# Will anyone have a table in the Venom room at the Hamm show in March?



## snakekeeper (Oct 29, 2008)

As the title states. If anyone has a table in the venom room at the show on the 9th March please let me know. 

Thanks in advance
Tony


----------



## Jabba the mentor (Nov 13, 2008)

snakekeeper said:


> As the title states. If anyone has a table in the venom room at the show on the 9th March please let me know.
> 
> Thanks in advance
> Tony


 Depends on why your asking?


----------



## snakekeeper (Oct 29, 2008)

Im asking because i have a few animals i want to display at the show for sale but couldnt get any joy in reserving my own table. Id be willing to pay towards the cost of the table and offer a small comission based on any of my sales. 

Thanks in advance
Tony


----------



## Jade01 (Feb 21, 2007)

I'm just going to jump in on this thread and ask if anyone does have a table in the venomous room, would it be possible to send me a list of what they're selling please?


----------



## snakekeeper (Oct 29, 2008)

Jade01 said:


> I'm just going to jump in on this thread and ask if anyone does have a table in the venomous room, would it be possible to send me a list of what they're selling please?

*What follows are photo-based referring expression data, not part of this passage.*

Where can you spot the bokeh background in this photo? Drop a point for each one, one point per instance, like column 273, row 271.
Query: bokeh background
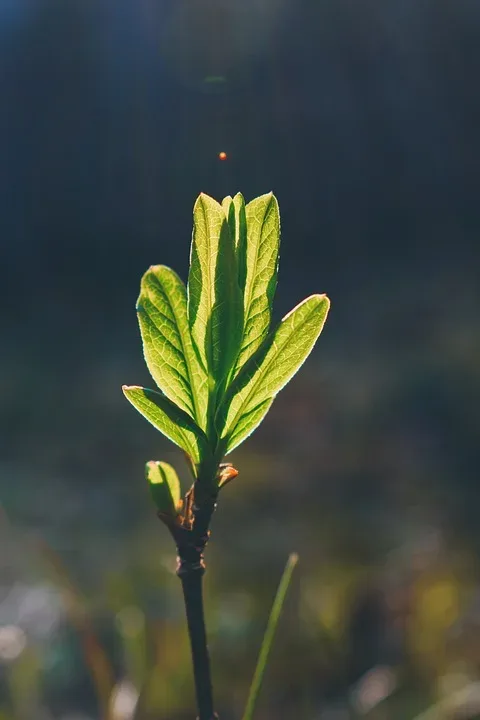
column 363, row 117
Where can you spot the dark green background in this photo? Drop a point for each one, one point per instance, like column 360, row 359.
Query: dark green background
column 363, row 117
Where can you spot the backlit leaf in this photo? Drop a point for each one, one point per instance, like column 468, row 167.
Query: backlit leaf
column 164, row 486
column 276, row 361
column 214, row 301
column 167, row 343
column 172, row 421
column 257, row 258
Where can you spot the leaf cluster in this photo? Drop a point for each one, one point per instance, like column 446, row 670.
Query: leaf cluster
column 210, row 345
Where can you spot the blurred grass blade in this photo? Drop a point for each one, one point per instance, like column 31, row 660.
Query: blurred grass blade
column 167, row 344
column 269, row 636
column 171, row 420
column 215, row 308
column 282, row 353
column 257, row 260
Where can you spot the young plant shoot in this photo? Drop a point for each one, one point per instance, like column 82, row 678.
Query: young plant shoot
column 218, row 364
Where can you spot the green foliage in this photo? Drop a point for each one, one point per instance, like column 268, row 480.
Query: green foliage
column 269, row 636
column 210, row 347
column 164, row 487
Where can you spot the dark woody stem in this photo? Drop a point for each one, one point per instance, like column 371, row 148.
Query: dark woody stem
column 191, row 537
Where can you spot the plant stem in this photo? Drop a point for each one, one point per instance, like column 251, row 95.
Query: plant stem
column 192, row 593
column 191, row 539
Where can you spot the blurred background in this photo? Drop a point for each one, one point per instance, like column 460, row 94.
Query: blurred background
column 363, row 117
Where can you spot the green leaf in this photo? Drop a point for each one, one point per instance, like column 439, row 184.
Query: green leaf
column 214, row 301
column 237, row 221
column 250, row 395
column 164, row 486
column 167, row 343
column 172, row 421
column 257, row 259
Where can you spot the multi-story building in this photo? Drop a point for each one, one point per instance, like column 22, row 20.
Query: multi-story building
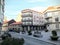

Heloderma cinctums but it seems from the dashboard of my jeep :banghead:


----------



## Jabba the mentor (Nov 13, 2008)

snakekeeper said:


> Heloderma cinctums but it seems from the dashboard of my jeep :banghead:


I might still be able to help il let you know by the weekend Il pm you when I know


----------



## snakekeeper (Oct 29, 2008)

Jabba the mentor said:


> I might still be able to help il let you know by the weekend Il pm you when I know


Thanks, much appreciated. 

Tony


----------